An efficient, streamlined KYC program is key to helping banks stay compliant and avoid costly fines. Here’s how no-code can help.
For financial institutions, knowing everything there is to know about a customer and their account isn’t just good customer service—it’s the law. With hackers and identity thieves growing savvier every day, banks must redouble their efforts to verify that their customers are who they say they are.
To sketch just the tip of the iceberg: New account fraud jumped 88% from 2018 to 2019, 40% of account takeovers take place within 24 hours of unauthorized access, and 87% of consumers have unknowingly left their personal banking or financial information exposed online. As such, banks must be constantly vigilant to ensure they aren’t doing business with a fraudster.
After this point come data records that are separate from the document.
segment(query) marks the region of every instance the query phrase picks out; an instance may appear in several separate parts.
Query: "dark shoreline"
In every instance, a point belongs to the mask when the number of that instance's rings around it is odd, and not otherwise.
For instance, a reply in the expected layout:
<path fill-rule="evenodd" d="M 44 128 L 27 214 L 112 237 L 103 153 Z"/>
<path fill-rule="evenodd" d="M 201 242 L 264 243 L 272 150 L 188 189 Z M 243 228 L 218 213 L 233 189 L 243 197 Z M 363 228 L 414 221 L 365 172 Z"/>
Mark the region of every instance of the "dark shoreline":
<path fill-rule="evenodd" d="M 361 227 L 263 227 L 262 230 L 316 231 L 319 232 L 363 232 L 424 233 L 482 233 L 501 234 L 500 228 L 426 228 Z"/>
That’s where KYC workflows come in.
Below, we explore everything you need to know about KYC and provide a sneak peek at how Unqork’s new partnership with Arachnys, the market-leading provider of KYC and AML data, can make streamlining KYC using no-code even easier.
What Is KYC?
“Know Your Customer” or “Know Your Client” is the mandatory process of verifying the identity of a client when opening a new account. The process covers all the steps financial firms must take to establish a customer’s identity, understand the nature of the customer’s activity, confirm that the source of the customer’s funds is legitimate, and assess any money laundering risks associated with the customer.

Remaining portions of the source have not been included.